KWPMP 20th anniversary
2020 marked the year the Kenneth Woods Portfolio Management Program celebrated its 20th anniversary.
Origins
The following is an excerpt from a book presented to Kenneth Woods commemorating the 20th anniversary of the KWPMP:
The Kenneth Woods Portfolio Management Program was established in 2000 at the John Molson School of Business at Concordia with an endowment of $1 million, an amount that has since grown to more than $3 million. The brainchild of businessman Ken Woods, the stated purpose of the two-year program, a first in the province of Quebec, was to give a handful of select finance students an unparalleled opportunity to execute real-world investments, with guidance and mentorship from finance professors and top business professionals, and fulfill a demand for entry-level investment personnel in the process.
The name Ken Woods instills prestige. He’s truly a visionary who understood that in order to bridge the knowledge gap for students, you had to put money down. Who had that vision? Nobody did. He provided a real-world platform for students to be held accountable.
Bringing the vision to life
Woods wanted the program to be one of excellence, with only six to nine students admitted per year. To make it credible, students would manage a fund of money — a balanced fund with guidelines, objectives, constraints and actual stakes and consequences — under the same investment policy as a foundation.
A client committee would be assembled to serve the same function as a pension fund committee, with the ability to oversee all investment activity and assist students with analytical and communication skills.

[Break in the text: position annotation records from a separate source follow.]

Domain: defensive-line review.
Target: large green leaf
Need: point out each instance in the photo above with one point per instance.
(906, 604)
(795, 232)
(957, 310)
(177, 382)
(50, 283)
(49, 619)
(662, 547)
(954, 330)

First-year KWPMP students serve as research associates. They assist second-year student fund managers, each of whom handles a specific market or industry sector and makes the case for specific investments. Student fund managers administer all aspects of the investment management process, from the analysis of geopolitical, economic and capital market forces to asset allocation and security selection. KWPMP’s investment policy, which outlines permissible investments, asset class ranges, risks and more, must be adhered to throughout.
Evolution of the program
Though the program’s foundational ethos has not changed, the program has developed significantly over the last two decades. In 2009, it moved into the new LEED-certified John Molson School of Business building in the heart of downtown Montreal, where students had access to an improved facility complete with Bloomberg Terminals — a luxury for a business school — and other state-of-the-art software and multimedia technology.
Growth and success
The real-world dimension of the program comes into stark relief when the KWPMP’s client committee convenes. The quarterly sessions are chaired and attended by senior investment executives who ensure that the student fund managers not only prepare and present in a professional manner, but also exercise the kind of analytical savvy required of them as they go on to chart careers in the investment world.
The program’s focus on mentorship and client committee scrutiny has proved hugely successful: investments made by the student stock pickers consistently eclipse indexes like the S&P and TSX.
This, in spite of sporadic global events that threaten to destabilize and spook the markets, such as 9/11, the financial crisis of 2007–08 and, more recently, the COVID-19 pandemic. Indeed, over the last two decades, as profits have been reinvested, Ken Woods’s $1 million endowment has grown to a fund of more than $3 million.
Summer internships — facilitated by the program’s director — and often mentors or client committee members, also bolster the experience for students, many of whom also belong to Concordia’s Institute for Co-operative Education. Work terms and internships typically take place in Toronto, on the sell side of the industry, or on the buy side at firms based in Montreal.
You’re really put out there in the business world. You meet people and get great experience. Without the Woods program, I wouldn’t be where I am today.
Without question, the annual contingent of young research associates and fund managers has been the lifeblood of the Woods program. These talented students come from diverse backgrounds — many are the children of immigrants and the first in their family to attend university — but exhibit similar characteristics: a tireless work ethic, boundless curiosity and a hunger to succeed. They habitually represent the best that the John Molson School of Business has to offer.
Beyond the KWPMP
Alumni of the program go on to choice careers and become paragon ambassadors to the university, the business school and the KWPMP itself. In gratitude, they routinely come back to Concordia to mentor and coach, lecture and teach, share finance and investment expertise at seminars and hire current students as interns.
Ken Woods is a humble man. When he established the program he made it known that he didn’t want people to say, ‘Well, this is your money Ken, what do you want?’ His focus has always been on how to make the program successful and the students successful. From that standpoint, what he’s done is very impressive.